Just by asking, I was able to get people to give me $5 of their hard-earned cash when they weren’t expecting to part with it. They had a choice and they chose to support the live music happening in the bar, even though it was completely unfamiliar to them and somewhat out of place. At the end of the night, both bands walked away with money in their pockets, free drinks in their bellies, and new fans. How about that??

Have you ever tried this at a gig? I’d be interested to hear how it worked for you. Leave a comment and let me know. Or, try it at your next gig and report back!

POSTSCRIPT: My wife posted some pictures she took at the show on her blog. Check them out at Artcetera.

{ 3 comments… read them below or add one }

Rik Wright December 8, 2009 at 7:05 pm

I’ve kinda developed a a general rule – charge at the door and give free CDs to anyone who wants them, or no cover but ask for a donation at the door for a CD. Either way, I almost always walk away with more money in my pocket than I ever did without offering an incentive.

Most likely they’ll take the CD home & listen to it and then come back to one of your shows and bring some friends along. It’s just good marketing. In my opinion, too many musicians think of he CD as a product. I treat the live show as the product, and the CDs as a commercial to get people to the live shows.

It cost you what? $2 a piece to press the CD? Add another $1.50 for recording and production costs? Do the math. It works to your advantage every time.

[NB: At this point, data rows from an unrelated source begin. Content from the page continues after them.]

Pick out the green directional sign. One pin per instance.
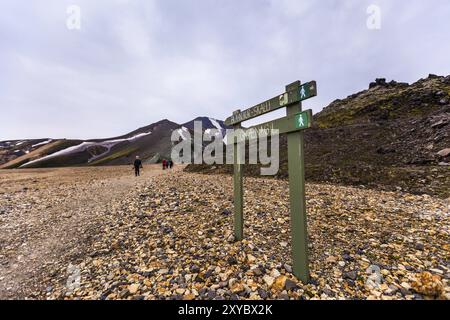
(294, 125)
(294, 95)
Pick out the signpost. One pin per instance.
(293, 124)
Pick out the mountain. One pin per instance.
(391, 136)
(151, 143)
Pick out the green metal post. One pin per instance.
(238, 193)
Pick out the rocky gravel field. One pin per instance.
(101, 233)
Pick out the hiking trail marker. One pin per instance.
(293, 124)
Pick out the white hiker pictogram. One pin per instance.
(301, 122)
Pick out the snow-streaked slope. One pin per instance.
(108, 144)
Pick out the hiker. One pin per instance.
(137, 166)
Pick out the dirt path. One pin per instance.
(52, 215)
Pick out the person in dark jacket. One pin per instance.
(137, 166)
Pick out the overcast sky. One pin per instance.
(133, 63)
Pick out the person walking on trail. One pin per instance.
(137, 166)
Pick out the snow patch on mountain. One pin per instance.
(41, 143)
(108, 144)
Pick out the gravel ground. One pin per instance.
(100, 233)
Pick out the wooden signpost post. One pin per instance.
(293, 124)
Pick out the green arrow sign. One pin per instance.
(294, 95)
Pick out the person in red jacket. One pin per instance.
(137, 166)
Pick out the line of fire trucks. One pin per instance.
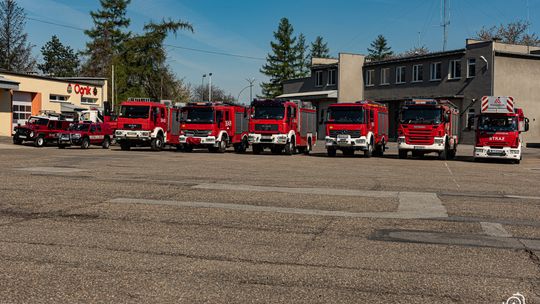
(287, 126)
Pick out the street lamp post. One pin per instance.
(210, 87)
(202, 87)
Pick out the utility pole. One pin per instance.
(251, 81)
(210, 87)
(445, 21)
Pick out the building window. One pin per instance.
(58, 98)
(435, 71)
(88, 100)
(471, 68)
(318, 78)
(400, 75)
(418, 73)
(370, 76)
(454, 69)
(385, 76)
(331, 77)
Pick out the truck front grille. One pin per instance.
(352, 133)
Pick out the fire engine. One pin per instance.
(214, 125)
(427, 126)
(143, 122)
(362, 125)
(282, 125)
(41, 129)
(498, 129)
(84, 134)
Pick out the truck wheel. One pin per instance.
(125, 146)
(290, 148)
(157, 143)
(106, 143)
(256, 149)
(39, 141)
(402, 154)
(331, 152)
(85, 143)
(222, 146)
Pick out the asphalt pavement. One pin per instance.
(102, 226)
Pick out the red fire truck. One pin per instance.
(498, 129)
(41, 129)
(362, 125)
(428, 125)
(84, 134)
(143, 122)
(282, 125)
(214, 125)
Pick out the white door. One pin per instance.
(22, 108)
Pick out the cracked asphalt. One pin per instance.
(102, 226)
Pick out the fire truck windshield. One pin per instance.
(421, 115)
(79, 127)
(269, 112)
(490, 123)
(199, 115)
(346, 115)
(135, 111)
(38, 121)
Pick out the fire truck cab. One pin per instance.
(214, 125)
(428, 125)
(362, 125)
(498, 129)
(282, 125)
(143, 122)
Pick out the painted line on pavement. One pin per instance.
(495, 229)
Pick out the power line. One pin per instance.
(169, 45)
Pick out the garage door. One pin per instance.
(22, 107)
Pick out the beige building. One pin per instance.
(22, 95)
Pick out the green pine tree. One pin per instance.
(379, 49)
(303, 61)
(281, 63)
(107, 34)
(319, 48)
(15, 50)
(58, 60)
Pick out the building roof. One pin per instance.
(81, 80)
(321, 94)
(419, 57)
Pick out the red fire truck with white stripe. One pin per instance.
(362, 125)
(498, 129)
(214, 125)
(428, 125)
(143, 122)
(283, 126)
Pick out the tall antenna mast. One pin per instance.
(445, 21)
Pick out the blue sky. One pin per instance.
(245, 27)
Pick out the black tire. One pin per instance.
(331, 152)
(187, 148)
(85, 144)
(125, 146)
(106, 144)
(402, 154)
(157, 143)
(39, 141)
(290, 147)
(257, 149)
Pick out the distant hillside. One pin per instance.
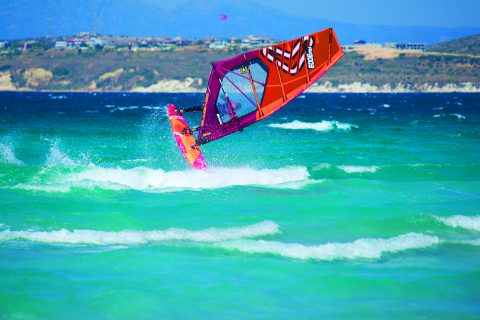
(195, 18)
(189, 69)
(468, 45)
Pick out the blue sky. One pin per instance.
(440, 13)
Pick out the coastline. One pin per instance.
(194, 85)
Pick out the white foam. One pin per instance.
(57, 157)
(130, 237)
(317, 126)
(7, 155)
(459, 221)
(358, 169)
(322, 166)
(142, 178)
(369, 248)
(158, 180)
(457, 115)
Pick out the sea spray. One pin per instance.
(369, 248)
(158, 180)
(317, 126)
(131, 237)
(7, 155)
(460, 221)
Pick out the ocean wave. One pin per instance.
(358, 169)
(8, 156)
(317, 126)
(56, 157)
(129, 237)
(369, 248)
(457, 115)
(158, 180)
(459, 221)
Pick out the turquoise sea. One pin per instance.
(338, 206)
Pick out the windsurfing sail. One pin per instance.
(253, 85)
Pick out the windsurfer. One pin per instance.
(182, 111)
(193, 108)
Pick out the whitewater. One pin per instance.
(337, 206)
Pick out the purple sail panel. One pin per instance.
(220, 116)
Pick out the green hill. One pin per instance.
(468, 45)
(111, 70)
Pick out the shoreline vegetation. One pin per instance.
(363, 69)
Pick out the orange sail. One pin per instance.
(251, 86)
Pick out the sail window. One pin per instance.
(237, 97)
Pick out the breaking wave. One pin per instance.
(459, 221)
(158, 180)
(129, 237)
(7, 155)
(369, 248)
(457, 115)
(317, 126)
(57, 157)
(358, 169)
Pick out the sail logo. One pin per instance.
(292, 59)
(310, 61)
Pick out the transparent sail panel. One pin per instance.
(239, 99)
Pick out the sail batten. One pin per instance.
(253, 85)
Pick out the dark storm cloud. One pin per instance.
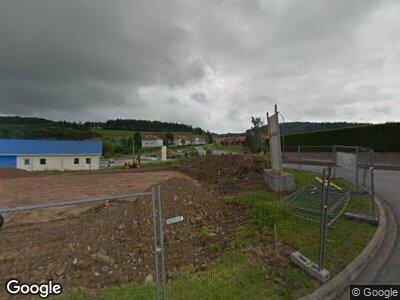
(209, 63)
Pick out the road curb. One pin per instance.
(335, 287)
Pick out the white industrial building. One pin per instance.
(152, 141)
(39, 155)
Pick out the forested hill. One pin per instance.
(297, 127)
(141, 125)
(40, 128)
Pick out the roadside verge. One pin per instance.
(335, 287)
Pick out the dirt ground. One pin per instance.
(108, 245)
(90, 247)
(18, 187)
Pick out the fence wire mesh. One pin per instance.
(239, 251)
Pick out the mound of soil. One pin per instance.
(113, 244)
(229, 173)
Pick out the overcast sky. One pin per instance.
(211, 63)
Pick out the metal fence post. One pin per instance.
(357, 186)
(334, 160)
(322, 243)
(153, 200)
(162, 252)
(298, 158)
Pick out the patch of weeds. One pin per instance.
(245, 237)
(207, 231)
(216, 247)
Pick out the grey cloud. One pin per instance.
(199, 97)
(209, 63)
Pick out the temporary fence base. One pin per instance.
(362, 218)
(279, 182)
(310, 267)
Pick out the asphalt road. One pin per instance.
(387, 188)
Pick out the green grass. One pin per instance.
(235, 275)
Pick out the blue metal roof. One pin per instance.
(48, 147)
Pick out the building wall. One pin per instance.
(151, 143)
(60, 163)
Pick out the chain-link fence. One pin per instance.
(197, 245)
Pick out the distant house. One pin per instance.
(181, 141)
(152, 141)
(231, 138)
(198, 140)
(37, 155)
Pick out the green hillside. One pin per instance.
(381, 137)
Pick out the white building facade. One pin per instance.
(152, 142)
(41, 155)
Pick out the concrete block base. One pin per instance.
(279, 182)
(310, 267)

Tim Carey December 8, 2009 at 9:08 pm


My rock band GACKSTATTER actually did that when we played at Dante’s in the u-district. As the bar never has a cover, we just asked for a $3 donation. with all of the regulars (about a hundred and fifty on that saturday night) our meager 3-piece rock band actually ended up making some unexpected cash. Of course there where those people who didn’t want to pay to get into there local bar, but at the end of the day, the place had more people and we had an audience. I very much support the donation, or “sliding scale” it allows everyone to enjoy themselves : ) nice post.

Twitter: 1WorkinMusician
December 9, 2009 at 12:28 am

Thanks for sharing your stories, guys! I’m really glad folks are trying these new models and that they are working. They sure have been good for me, and I think good for my fans/audience.